Les différents types de désinfectants et leurs usages spécifiques
Les désinfectants se choisissent selon leur spectre d'activité (bactéricide, fongicide, virucide, sporicide) et leur usage, qui dépend du niveau de salissure et du support à traiter (sol, surface, dispositif médical) [S2].
Détergent-désinfectant vs. désinfectant simple
Un désinfectant simple agit sur des micro-organismes après un nettoyage préalable. Un détergent-désinfectant, lui, nettoie et désinfecte en une seule étape, offrant un gain de temps appréciable. Il est idéal pour les surfaces peu souillées, mais un nettoyage séparé reste indispensable en cas de salissure visible ou de matière organique.

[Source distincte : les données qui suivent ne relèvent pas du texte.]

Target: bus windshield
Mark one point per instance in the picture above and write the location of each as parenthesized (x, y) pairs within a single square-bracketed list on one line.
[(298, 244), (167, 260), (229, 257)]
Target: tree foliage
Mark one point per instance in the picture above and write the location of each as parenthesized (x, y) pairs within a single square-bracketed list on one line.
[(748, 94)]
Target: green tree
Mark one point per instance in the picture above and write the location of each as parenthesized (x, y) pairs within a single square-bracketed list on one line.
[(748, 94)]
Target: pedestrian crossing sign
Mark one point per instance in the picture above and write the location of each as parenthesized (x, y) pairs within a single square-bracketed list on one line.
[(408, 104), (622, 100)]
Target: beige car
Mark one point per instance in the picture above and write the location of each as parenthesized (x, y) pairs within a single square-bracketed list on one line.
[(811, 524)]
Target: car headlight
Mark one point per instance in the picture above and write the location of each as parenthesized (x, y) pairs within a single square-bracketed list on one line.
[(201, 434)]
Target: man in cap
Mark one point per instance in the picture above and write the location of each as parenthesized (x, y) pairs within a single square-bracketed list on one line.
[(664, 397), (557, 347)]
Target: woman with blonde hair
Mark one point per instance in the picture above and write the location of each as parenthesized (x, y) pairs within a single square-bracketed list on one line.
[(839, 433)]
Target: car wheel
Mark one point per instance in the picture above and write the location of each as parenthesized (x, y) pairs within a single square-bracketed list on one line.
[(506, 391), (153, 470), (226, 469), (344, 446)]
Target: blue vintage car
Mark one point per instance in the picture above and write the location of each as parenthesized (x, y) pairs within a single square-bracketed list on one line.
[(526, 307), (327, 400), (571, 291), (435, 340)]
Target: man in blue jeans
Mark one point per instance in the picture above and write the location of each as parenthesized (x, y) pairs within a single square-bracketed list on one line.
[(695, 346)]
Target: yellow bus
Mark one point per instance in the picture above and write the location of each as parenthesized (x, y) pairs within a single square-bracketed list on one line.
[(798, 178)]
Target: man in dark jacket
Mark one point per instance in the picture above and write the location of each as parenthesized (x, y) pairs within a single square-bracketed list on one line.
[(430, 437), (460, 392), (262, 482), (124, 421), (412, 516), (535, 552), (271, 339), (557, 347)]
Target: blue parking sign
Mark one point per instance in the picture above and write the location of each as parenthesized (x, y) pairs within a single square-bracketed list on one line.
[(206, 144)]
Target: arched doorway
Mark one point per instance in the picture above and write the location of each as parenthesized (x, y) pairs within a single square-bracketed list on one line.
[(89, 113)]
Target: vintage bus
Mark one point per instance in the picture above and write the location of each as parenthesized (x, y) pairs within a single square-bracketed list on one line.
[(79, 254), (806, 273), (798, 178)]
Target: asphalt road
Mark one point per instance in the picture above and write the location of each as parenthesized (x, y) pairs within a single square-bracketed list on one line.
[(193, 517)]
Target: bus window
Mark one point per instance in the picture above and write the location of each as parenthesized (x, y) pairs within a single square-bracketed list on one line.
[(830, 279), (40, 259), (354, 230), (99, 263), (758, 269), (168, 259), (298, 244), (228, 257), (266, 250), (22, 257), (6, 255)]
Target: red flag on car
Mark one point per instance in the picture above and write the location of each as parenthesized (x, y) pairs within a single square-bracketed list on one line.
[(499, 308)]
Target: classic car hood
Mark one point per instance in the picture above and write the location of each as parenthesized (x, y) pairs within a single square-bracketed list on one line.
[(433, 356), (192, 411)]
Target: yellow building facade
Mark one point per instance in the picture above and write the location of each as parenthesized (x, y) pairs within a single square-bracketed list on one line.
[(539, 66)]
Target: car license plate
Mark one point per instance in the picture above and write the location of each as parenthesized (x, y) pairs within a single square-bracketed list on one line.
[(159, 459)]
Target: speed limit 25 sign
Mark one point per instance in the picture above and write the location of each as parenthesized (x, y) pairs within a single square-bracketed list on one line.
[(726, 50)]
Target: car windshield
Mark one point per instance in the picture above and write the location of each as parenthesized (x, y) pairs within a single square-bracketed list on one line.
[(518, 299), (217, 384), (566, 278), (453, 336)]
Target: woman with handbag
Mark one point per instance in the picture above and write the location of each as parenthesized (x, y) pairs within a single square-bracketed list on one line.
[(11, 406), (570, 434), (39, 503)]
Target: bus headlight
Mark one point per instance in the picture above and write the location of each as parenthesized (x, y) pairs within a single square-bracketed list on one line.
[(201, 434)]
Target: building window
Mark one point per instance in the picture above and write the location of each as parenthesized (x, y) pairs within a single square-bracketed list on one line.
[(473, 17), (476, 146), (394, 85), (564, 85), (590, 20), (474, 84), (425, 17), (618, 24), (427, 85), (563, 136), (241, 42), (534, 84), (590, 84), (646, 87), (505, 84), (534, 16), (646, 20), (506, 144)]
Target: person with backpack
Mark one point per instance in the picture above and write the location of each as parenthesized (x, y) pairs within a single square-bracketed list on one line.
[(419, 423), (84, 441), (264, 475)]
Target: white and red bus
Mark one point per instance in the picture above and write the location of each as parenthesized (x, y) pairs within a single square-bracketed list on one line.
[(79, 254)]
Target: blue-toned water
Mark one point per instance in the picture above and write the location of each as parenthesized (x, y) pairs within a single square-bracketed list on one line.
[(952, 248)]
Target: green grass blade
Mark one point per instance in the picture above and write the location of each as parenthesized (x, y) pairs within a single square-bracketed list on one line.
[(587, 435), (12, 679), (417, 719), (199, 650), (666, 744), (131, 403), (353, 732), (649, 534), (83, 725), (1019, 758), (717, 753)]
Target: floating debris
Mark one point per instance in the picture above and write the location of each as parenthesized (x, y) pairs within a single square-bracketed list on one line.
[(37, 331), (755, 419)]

Les 3 niveaux de désinfection selon le risque
La classification des opérations se base sur le niveau de risque infectieux lié à l'utilisation du matériel ou de la surface [S2] :
- Désinfection de bas niveau : Pour les surfaces et dispositifs non critiques en contact avec une peau saine (sols, murs, stéthoscopes). Elle élimine la plupart des bactéries et certains virus et champignons.
- Désinfection de niveau intermédiaire : Pour les dispositifs semi-critiques en contact avec des muqueuses ou une peau lésée (certains endoscopes, thermomètres). Elle est efficace contre les mycobactéries, les virus nus et les champignons.

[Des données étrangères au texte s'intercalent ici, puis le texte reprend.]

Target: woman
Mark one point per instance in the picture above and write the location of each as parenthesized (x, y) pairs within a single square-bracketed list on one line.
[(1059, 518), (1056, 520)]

- Désinfection de haut niveau : Pour les dispositifs médicaux critiques ne pouvant être stérilisés. Elle détruit tous les micro-organismes, sauf un grand nombre de spores bactériennes [S2]. L'activité sporicide est ici un critère essentiel.
Des marques spécialisées comme Anios ou Alkapharm proposent des gammes complètes pour chaque usage, du spray de surface au bain de trempage pour instruments [S3].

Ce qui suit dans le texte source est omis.